Abysmal Dawn – Phylogenesis Review

Abysmal Dawn play a lunch pail, nine-to-five style of death metal that gets the job done on time and within the budget. You can’t expect miracles out of them, but the band are nothing if not dependable, barely changing their style over six albums with Phylogenesis. And hey, if it ain’t broke, why fix it? Good riffs, confident solos, and an attention to presentation have been a winning formula for the band for about a decade and a half and have served the genre well since 1985. If you like death metal, you like Abysmal Dawn, and if you like Abysmal Dawn, you’ll like Phylogenesis.

I, of course, do like death metal. And I can find little to complain of in Phylogenesis1. “Mundane Existence” opens the album with a flurry of speedy riffs and a pit-inciting sing-along chorus. Throw in a couple of solos between band mastermind Charles Elliott and new axe-man Vito Petroni and you’ve got yourself a death metal song you could set your watch to. Wanna hear that seven more times? I usually do, and that’s what Phylogenesis delivers, plus a capable cover of Death’s “Flattening of Emotions.” Abysmal Dawn have death metal down not to a science but to a craft; they’ve been releasing good records since 2006 without indicating any interest in change. They absolutely don’t need to, but they’re never going to stun listeners familiar with the art form. It’s impressive, though, that Phylogensis never feels tired or padded out over its 43-minute runtime. Sharp riffs flow almost continuously, interrupted only by those shreddy and satisfying solos.

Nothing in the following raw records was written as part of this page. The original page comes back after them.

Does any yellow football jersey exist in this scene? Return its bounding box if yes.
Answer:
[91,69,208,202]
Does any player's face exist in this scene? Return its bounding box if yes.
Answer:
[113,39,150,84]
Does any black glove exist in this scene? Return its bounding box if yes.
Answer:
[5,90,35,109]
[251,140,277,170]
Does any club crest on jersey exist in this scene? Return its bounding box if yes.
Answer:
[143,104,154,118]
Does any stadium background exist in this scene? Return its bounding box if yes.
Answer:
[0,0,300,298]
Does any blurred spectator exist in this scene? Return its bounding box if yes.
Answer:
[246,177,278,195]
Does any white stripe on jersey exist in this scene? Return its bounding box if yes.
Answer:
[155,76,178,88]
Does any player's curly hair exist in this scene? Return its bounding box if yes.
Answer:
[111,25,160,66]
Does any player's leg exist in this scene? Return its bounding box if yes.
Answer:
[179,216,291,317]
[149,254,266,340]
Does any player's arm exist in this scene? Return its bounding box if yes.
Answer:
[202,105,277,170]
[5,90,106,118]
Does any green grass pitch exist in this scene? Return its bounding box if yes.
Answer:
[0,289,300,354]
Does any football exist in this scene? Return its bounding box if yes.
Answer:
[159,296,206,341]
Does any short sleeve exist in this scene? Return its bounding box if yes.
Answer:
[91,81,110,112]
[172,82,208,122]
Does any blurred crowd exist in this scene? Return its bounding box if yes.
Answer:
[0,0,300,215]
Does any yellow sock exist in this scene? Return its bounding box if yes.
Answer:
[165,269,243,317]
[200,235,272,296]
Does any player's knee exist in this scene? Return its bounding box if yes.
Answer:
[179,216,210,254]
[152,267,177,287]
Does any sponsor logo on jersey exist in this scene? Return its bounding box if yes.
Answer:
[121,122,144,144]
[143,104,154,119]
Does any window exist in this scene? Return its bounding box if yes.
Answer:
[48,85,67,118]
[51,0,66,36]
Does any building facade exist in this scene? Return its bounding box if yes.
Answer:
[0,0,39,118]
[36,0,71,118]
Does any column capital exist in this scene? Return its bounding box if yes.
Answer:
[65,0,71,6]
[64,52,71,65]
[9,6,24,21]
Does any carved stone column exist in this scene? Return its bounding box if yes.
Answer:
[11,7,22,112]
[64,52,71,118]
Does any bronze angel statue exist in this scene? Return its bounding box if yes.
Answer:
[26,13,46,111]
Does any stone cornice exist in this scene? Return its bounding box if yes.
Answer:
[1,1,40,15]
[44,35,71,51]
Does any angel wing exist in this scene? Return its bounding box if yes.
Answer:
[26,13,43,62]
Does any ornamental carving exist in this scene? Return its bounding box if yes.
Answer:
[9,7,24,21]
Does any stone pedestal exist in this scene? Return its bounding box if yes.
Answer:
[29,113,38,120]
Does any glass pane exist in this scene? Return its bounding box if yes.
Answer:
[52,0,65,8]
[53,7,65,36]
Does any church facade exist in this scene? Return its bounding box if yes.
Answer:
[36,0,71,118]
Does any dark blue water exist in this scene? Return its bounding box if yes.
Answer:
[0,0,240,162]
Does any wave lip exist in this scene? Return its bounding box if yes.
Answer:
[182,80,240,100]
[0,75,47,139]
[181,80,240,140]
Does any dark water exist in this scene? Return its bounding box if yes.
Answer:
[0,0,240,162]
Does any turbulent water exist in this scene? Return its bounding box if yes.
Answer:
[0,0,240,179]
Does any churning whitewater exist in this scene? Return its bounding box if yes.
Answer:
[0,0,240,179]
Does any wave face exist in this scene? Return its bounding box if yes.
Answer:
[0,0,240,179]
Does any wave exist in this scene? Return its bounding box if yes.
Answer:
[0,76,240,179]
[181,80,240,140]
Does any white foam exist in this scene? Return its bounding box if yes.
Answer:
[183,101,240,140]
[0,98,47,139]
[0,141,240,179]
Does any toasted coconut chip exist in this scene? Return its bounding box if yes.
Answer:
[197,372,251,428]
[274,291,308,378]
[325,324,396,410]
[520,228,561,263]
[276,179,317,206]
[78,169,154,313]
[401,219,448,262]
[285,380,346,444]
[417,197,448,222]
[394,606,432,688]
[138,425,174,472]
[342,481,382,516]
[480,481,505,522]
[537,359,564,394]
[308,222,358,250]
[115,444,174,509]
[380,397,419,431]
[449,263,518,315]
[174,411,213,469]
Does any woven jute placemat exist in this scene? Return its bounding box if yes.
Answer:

As he has for years, Elliott embeds social critique in the gory theater of death metal. Maleficent capitalists and their handmaidens in media, government, and of course, outer space, force us into submission and profit off of our misery, expressed in the grimmest terms of enslavement and genocide. While Elliott isn’t as evocative and literary as the very best lyricists, he never fails to connect. His snappy cadence and remarkably clear roar keep songs with very uniform sounds from feeling undifferentiated, and the rest of the band know when to haul ass and when to give Elliott the spotlight. Pithy choruses give “Coerced Evolution” and “Soul-Sick Nation” real personality and are always delivered with a rhythmic hook and a heap of power.

But that power feels restrained by flat production. Phylogenesis has the very polished sound that Abysmal Dawn have always gone for, but this time around it feels just a bit less lively. The kick drum is pushed a bit too much in the mix, the bass a bit neglected, and the guitars lack just a bit of the edge they had in Obsolescence. The whole album just sounds a bit muddier, perhaps a result of it being the first Abysmal Dawn record that Elliott himself has mixed. It’s a small defect in songs that probably kill live, but one of the few salient differences between Phylogenesis and past Abysmal Dawn records. In a discography so consistent, a little change like this might have me still reaching for Obsolescence over Phylogenesis when I need a death metal fix.

Few bands can boast the consistency that comes so naturally to Abysmal Dawn, and I’m loathe to fault Elliott’s death metal vehicle for continuing to cruise. Phylogenesis is a good death metal record bolstered by Abysmal Dawn’s uncanny confidence; Elliott and company know exactly what to produce and have no trouble manning the machinery. If, as I do, you consider the production of death metal to be an essential labor, it’s a no-brainer to practice some mutual aid with the workers who produce it and snag yourself a copy of Phylogenesis.


Rating: 3.0/5.0
DR: 5 | Format Reviewed: 320 kbps mp3
Label: Season of Mist
Websites: abysmaldawn.bandcamp.com | facebook.com/abysmaldawn
Releases Worldwide: April 17th, 2020

Show 1 footnote

  1. I mean, yes, they’re pandering to me with that title, but that’s just endearing.